The real capability claim is long-horizon persistence. M3 worked for nearly twelve hours without intervention, produced 18 commits and 23 figures, and confirmed the paper's key findings in one of MiniMax's internal reproduction experiments. Whether that translates to your actual workflows is a different question.
The benchmark numbers, treated honestly
The model scores 59.0% on SWE-Bench Pro, surpassing both OpenAI GPT-5.5 and Google Gemini 3.1 Pro on this widely used software engineering benchmark. That is the headline, and it earned attention.
Here is the caveat: several benchmark results were obtained on MiniMax's own infrastructure using agent scaffolding such as Claude Code and Mini-SWE-Agent. Independent third-party verification is still pending, and M3 has not yet appeared on the DeepSWE board for long-horizon software tasks.

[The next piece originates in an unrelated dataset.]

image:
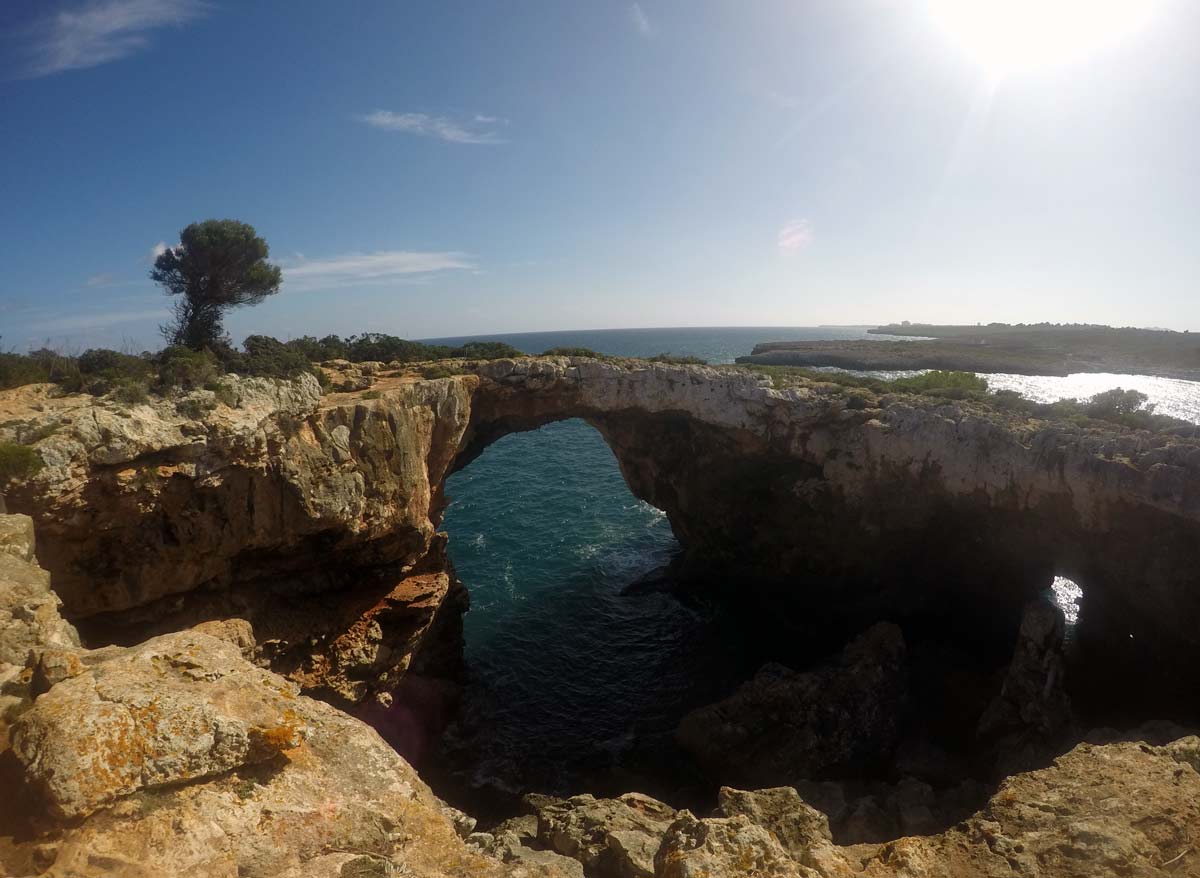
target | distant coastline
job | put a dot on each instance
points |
(1042, 349)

There is a second, quieter caveat. MiniMax compared M3 against Claude Opus 4.7, even though Anthropic had already shipped Opus 4.8 a week earlier. Against the newer Opus 4.8, the coding gap is wider.
One known soft spot: abstract, fluid reasoning. The whole family of Chinese models has lagged here, and ARC-AGI-2 results earlier this year had the MiniMax line scoring low single digits. M3 is a strong coder and a strong agent. It is not, on the available evidence, a great abstract reasoner.
The pricing gap is real
The cost gap is substantial: MiniMax M3 API input pricing starts at approximately $0.30 per million tokens, while Claude Opus 4.7 charges $5.00 per million input tokens and $25.00 per million output tokens.
For agentic coding tasks - the use case M3 is designed for - that difference compounds fast. A coding agent that makes thousands of tool calls, re-reads growing context, and retries failed steps is not a chat app. Token counts multiply. At a tenth to a twentieth of the per-token cost of a closed frontier model, M3's economics look genuinely different, not just marginally better.
The license situation
This is where you need to slow down. MiniMax's relationship with licensing has been contentious. MiniMax-M2 shipped under a modified-MIT license that blocked commercial use without written permission. If M3 follows that precedent, expect downloadable weights with a non-commercial default and enterprise licensing available through direct sales.
A Hugging Face discussion on the M3 model card shows the same friction playing out again: the definition of commercial use is still ambiguous, with examples saying one thing and the definition another. With a strict interpretation, almost everything needs a permission and a "Built with MiniMax M3" display requirement.
If you want to self-host for commercial use, read the actual license text before you build anything around it. The weights being downloadable and the weights being usable for your product are not the same thing.
What to test before you commit
The practical question for any team looking at M3 is whether the 1M context actually holds up on their workloads. Long context helps only if the model can use it well. A 1M-token window is not valuable if the model loses the key instruction or misses the relevant file.
Agent teams should test context stability, multimodal grounding, tool-use reliability, thinking-versus-non-thinking economics, and API-versus-self-host tradeoffs before swapping production workloads.
The three things that would settle M3's real standing: independent benchmark runs that strip away MiniMax's own scaffolding; the model appearing on neutral leaderboards like DeepSWE; and the license terms being clarified so that commercial deployments have a clear path.
The architecture story is real. The cost story is real. The benchmark story needs external corroboration. The license story needs a lawyer's eye if you are building commercially. That is an honest summary of where M3 stands today.